Hosei Erasmus Mundus Program Euro Pholosophy

Hosei Erasmus Mundus Program, Euro Pholosophy - Over the two academic years 2008-9 and 2009-10 at Hosei University, classes for the first semester of "Euro Philosophy", an EU Erasmus Mundus Master Program, have taken the form of one-month intensive lecture series. This is the first instance in Japan of administering such a large-scale intensive lecture series within the Erasmus Mundus Master Program.

report

授業風景その7 (2012)

法政大学の安孫子信先生の3回にわたる講義が開講されました。

本講義のテーマは「科学の分類と哲学」であり、ここではまず、オーギュスト・コント(1798-1857)について、彼の前期思想を中心に、主著『実証精神論』(1844)などをじっさいに引用しつつ解説が試みられました。

そのあらましとして、ナポレオンの登場により革命を終え、未だ混沌としていた当時のフランスの社会情勢を背景に、まず、コントによると、「内的観察」により「絶対的知識」を追い求める「形而上学的哲学」を含んだ「否定主義」に対抗するのを目的に、コントが自らの哲学として「実証哲学」(即ち、「社会学」)を誕生させた過程を概観しました。

そして、こうした「実証性」を掲げたコントの思想が依拠したのは、「実効ある観察」と、それが求める「法則」でしたが、コントにおける「法則」として広く知られる「三段階の法則」および「分類の法則」についても説明がなされました。(コントに関する安孫子先生の御業績の一例として、以下が挙げられます。『哲学の歴史8 社会の哲学』(共著、中央公論新社、2007年)。Positivism and the Spirituality -Auguste Comte's Biological Philosophy-, in : Annual Review of the Japanese Society of the French Philosophy, No. 5, 2000, in Japanese)

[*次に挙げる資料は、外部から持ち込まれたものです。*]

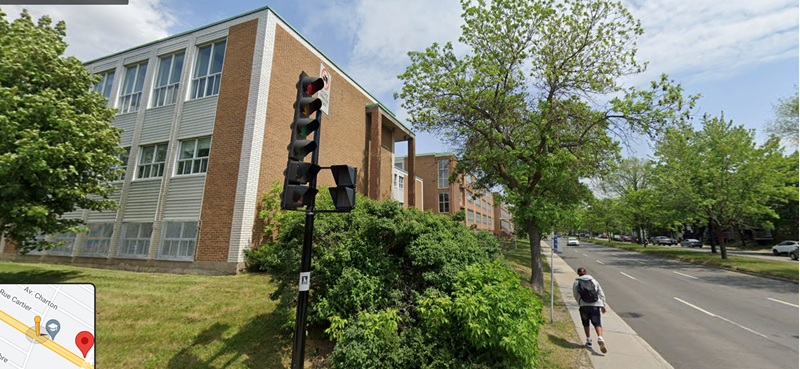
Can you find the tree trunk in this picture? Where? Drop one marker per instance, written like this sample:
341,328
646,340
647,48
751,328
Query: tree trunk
722,249
537,274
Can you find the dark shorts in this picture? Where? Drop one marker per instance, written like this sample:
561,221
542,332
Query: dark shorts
590,314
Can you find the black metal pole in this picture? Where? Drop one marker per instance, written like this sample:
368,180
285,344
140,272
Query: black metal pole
299,345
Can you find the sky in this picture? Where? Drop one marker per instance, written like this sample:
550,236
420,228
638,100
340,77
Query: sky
741,56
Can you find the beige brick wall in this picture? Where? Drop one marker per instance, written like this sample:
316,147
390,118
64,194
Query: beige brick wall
223,163
344,133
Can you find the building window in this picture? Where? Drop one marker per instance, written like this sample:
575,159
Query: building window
106,83
131,97
68,245
444,203
98,240
123,166
444,173
179,241
194,156
208,70
152,161
168,80
135,240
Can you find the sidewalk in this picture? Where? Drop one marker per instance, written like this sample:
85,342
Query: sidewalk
625,348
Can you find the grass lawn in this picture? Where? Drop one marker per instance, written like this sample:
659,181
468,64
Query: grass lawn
167,321
560,346
765,267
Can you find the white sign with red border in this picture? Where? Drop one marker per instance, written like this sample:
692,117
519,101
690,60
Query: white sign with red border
325,93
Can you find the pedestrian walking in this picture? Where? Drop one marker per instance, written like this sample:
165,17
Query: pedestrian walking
592,302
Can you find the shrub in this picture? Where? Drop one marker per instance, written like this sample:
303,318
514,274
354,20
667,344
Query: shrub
380,274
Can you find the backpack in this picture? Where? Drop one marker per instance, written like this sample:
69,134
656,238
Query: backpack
587,290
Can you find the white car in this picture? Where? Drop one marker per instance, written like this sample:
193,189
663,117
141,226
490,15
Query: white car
784,247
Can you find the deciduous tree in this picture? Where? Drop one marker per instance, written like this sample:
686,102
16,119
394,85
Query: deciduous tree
538,95
57,148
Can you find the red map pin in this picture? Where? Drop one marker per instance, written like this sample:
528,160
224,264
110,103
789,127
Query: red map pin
84,341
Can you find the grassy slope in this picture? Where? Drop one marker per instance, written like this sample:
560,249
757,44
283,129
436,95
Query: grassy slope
152,320
559,344
765,267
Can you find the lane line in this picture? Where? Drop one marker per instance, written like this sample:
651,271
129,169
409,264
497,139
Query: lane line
722,318
783,302
686,275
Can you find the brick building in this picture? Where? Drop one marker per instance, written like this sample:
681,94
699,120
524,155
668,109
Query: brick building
442,197
206,117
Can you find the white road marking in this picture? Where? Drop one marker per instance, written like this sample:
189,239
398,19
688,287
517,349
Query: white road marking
783,302
722,318
686,275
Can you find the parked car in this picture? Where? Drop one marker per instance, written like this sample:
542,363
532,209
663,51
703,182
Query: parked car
784,247
667,241
691,242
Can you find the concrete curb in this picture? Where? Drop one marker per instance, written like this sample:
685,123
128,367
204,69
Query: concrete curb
625,348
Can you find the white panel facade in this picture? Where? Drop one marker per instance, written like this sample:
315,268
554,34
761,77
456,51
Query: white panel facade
127,122
142,201
136,58
185,197
169,49
106,215
198,117
157,124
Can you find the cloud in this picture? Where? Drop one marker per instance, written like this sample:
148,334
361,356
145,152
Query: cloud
707,40
94,31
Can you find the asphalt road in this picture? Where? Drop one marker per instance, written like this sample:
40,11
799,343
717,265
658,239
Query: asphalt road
698,317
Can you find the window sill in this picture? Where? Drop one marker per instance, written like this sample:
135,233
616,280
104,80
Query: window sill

次に、西洋語の「philosophy」の訳語として「哲学」という言葉を創ったことでも知られる、日本を代表する啓蒙家の西周(1829-1897)について紹介がありました。若くして「朱子学」を修め、1862年からオランダに留学し、コントやミル(1806-1873)に深い影響を受けた西が、3年後に帰国した後、ミル、コントの実証主義哲学をモデルとした学問体系を築こうとしたことについて学びました。(西周に関する安孫子先生の学会発表の一例として以下が挙げられます。Nishi Amane et le problème de la classification des sciences, in : International Japan-Studies Library, Hosei University, No.4, 2006, in French)

以上本講義では、19世紀前半の西ヨーロッパにおける「科学」と「哲学」の関係づけ、およびその後の歩みを語る上で、コントの名は確固とした位置を占めていること、そして彼の思想は、はるか日本にも伝播していっただけでなく、その後20世紀のフランスにおいては、ベルグソン(1859-1941)やデュルケーム(1858-1917)にも受け継がれていったという思想史上の重大な転換期について再認識することができました。